No último mês de novembro, o Exército brasileiro marcou presença no território catarinense para auxiliar os desabrigados e desalojados das enchentes que castigaram vários municípios, especialmente no Vale do Itajaí. A chuva impiedosa e ditadora invadiu ruas e casas e provocou a queda de morros, ocasionando pânico e morte.
 Nesse novembro chuvoso e dramático, um outro fato lembrou a intervenção do Exército em Santa Catarina. Trata-se do lançamento do livro “Santa Catarina, 1930: da degenerescência à regeneração” (Editora da UFSC), de Cynthia Machado Campos – professora do Programa de Pós-Graduação em História da Universidade Federal de Santa Catarina (UFSC). O livro aborda a nacionalização autoritária da cultura e da educação durante o “Estado Novo” (1937-1945), período da ditadura chefiada por Getúlio Vargas. O poder estadonovista mobilizou o Exército brasileiro para reprimir imigrantes ou descendentes de imigrantes que falassem a língua alemã ou italiana. Essa ação militar produziu medos, perseguições e mortes.
 O livro de Cynthia Campos faz uma releitura da Revolução de 30, percebendo-a como um marco na construção da nacionalidade brasileira, a partir da implantação de uma “modernidade regeneradora”. O desafio dos revolucionários de 1930 era concretizar uma sociedade homogeneizada a partir da forma nacional, como ocorria em vários países do mundo. O binômio saúde-educação estabeleceu-se com o intuito de formar cidadãos saudáveis, produtivos, dóceis e obedientes. Esse fito coloca-se de forma cuidadosa no início dos anos 1930, mas se consolida, de forma autoritária, durante o Estado Novo.
 É a partir dessa perspectiva que o livro “Santa Catarina, 1930: da degenerescência à regeneração” visibiliza a emergência de instituições regeneradoras de caráter educativo-assistencialista, nas décadas de 1930 e 1940, voltadas particularmente para as classes populares. É nessa conjunção que são projetadas e criadas instituições de isolamento específicas para diferentes grupos sociais desfavorecidos, como o Abrigo de Menores, a Penitenciária da Pedra Branca e o Hospital Psiquiátrico Colônia Sant`Ana.

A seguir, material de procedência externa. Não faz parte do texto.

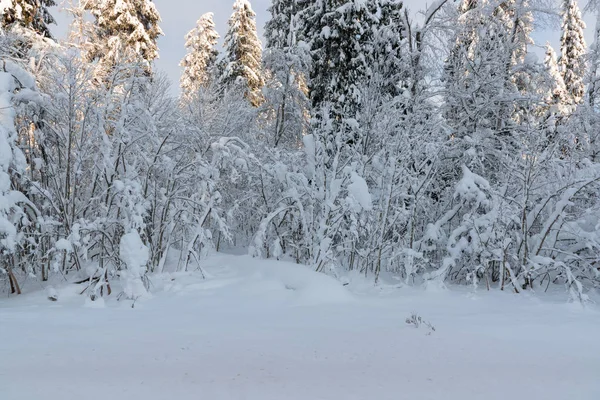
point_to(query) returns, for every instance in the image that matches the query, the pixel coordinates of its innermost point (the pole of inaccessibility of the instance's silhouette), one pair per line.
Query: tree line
(438, 149)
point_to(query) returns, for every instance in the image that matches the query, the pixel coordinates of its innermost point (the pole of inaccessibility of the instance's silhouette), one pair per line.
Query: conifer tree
(557, 93)
(342, 48)
(123, 30)
(32, 14)
(198, 65)
(243, 52)
(280, 29)
(389, 53)
(286, 68)
(573, 50)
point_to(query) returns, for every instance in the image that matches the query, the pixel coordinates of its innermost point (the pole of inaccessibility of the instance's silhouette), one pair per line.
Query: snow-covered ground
(271, 330)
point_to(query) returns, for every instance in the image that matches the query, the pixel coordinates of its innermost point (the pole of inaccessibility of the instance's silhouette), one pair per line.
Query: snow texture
(273, 330)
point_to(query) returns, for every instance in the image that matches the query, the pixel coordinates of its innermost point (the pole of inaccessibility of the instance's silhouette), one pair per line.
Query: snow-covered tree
(243, 52)
(200, 62)
(557, 94)
(286, 64)
(32, 14)
(573, 49)
(17, 213)
(342, 52)
(123, 30)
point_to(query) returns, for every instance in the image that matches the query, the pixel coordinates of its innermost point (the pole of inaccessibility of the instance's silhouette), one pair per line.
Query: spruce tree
(389, 52)
(557, 91)
(198, 65)
(280, 29)
(243, 52)
(573, 50)
(286, 67)
(342, 44)
(124, 30)
(31, 14)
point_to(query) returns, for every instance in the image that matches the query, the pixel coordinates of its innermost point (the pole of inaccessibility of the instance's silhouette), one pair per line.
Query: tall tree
(198, 65)
(573, 49)
(243, 52)
(32, 14)
(557, 93)
(342, 48)
(123, 30)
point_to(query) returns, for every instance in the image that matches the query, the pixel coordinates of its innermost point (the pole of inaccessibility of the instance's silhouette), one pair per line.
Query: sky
(180, 16)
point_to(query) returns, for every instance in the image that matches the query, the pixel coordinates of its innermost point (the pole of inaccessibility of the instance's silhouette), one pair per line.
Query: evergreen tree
(280, 30)
(123, 29)
(390, 53)
(198, 65)
(557, 93)
(32, 14)
(243, 52)
(573, 50)
(286, 66)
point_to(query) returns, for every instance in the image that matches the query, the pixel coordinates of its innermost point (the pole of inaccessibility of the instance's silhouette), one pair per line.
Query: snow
(274, 330)
(359, 191)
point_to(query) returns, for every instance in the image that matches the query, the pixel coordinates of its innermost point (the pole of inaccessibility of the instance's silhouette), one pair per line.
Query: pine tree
(198, 65)
(123, 30)
(32, 14)
(286, 67)
(389, 52)
(280, 30)
(573, 50)
(342, 45)
(557, 93)
(243, 52)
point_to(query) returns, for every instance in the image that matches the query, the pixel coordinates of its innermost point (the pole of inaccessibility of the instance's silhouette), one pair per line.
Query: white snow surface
(267, 330)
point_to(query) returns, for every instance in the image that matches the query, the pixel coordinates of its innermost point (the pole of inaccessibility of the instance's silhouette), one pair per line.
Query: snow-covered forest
(437, 149)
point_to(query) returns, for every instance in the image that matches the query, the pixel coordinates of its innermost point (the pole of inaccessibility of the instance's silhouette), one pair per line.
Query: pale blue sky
(180, 16)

 Por outro lado, o livro de Cynthia Campos mostra que, em Santa Catarina, a construção da normalização nacionalizada deu-se de forma intensa e dramática devido à formação multiétnica da sociedade catarinense, que tem expressiva presença de descendentes de imigrantes europeus. Após a Revolução de 1930, armou-se um projeto com o propósito de suprimir as chamadas “escolas étnicas”, que se concretizaria, de modo centralizador e autoritário, durante o Estado Novo. Para substituí-las, o Governo Estadual criou um grande número de escolas públicas, que contribuiria para a nacionalização do ensino.   
 O livro “Santa Catarina, 1930: da degenerescência à regeneração” proporciona um novo e instigante olhar sobre a nacionalização da cultura e do ensino em Santa Catarina. Por isso, ele merece leitura atenta e reflexão demorada.